ペラスゴス王は、民衆を説得して娘たちの受け入れを決定するために民会を召集すべく退場する。その間、コーラスはゼウスに対して自分たちの起源であるイオの放浪の歴史を回想しつつ哀願の歌を捧げ、その後戻ってきたダナオスから、アルゴスの民が彼女たちを自由な居留者として保護することを全会一致で議決したという吉報を受け取る。
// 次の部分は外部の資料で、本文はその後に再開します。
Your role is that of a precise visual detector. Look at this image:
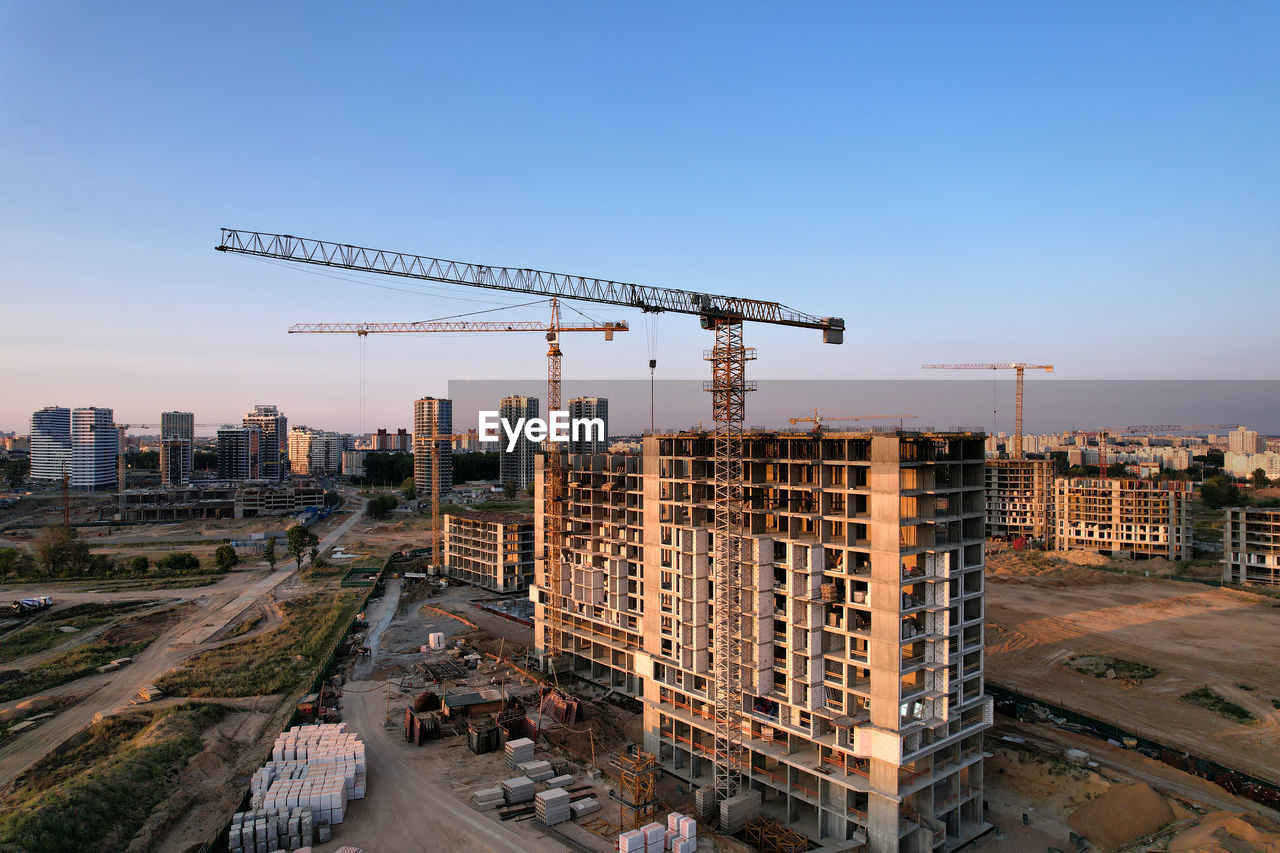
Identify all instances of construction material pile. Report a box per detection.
[534,788,571,826]
[538,688,580,724]
[227,808,329,853]
[471,788,507,812]
[502,776,534,806]
[250,722,366,825]
[507,738,534,767]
§513οὔτοι τι θαῦμα δυσφορεῖν φόβῳ φρενός.
心の恐怖から動揺することは、少しも不思議なことではない。
§514ἀεὶ γυναικῶν ἐστὶ δεῖμ᾽ ἐξαίσιον.
女たちの恐怖は、常に度を越しているものだ。
§515σὺ καὶ λέγων εὔφραινε καὶ πράσσων φρένα.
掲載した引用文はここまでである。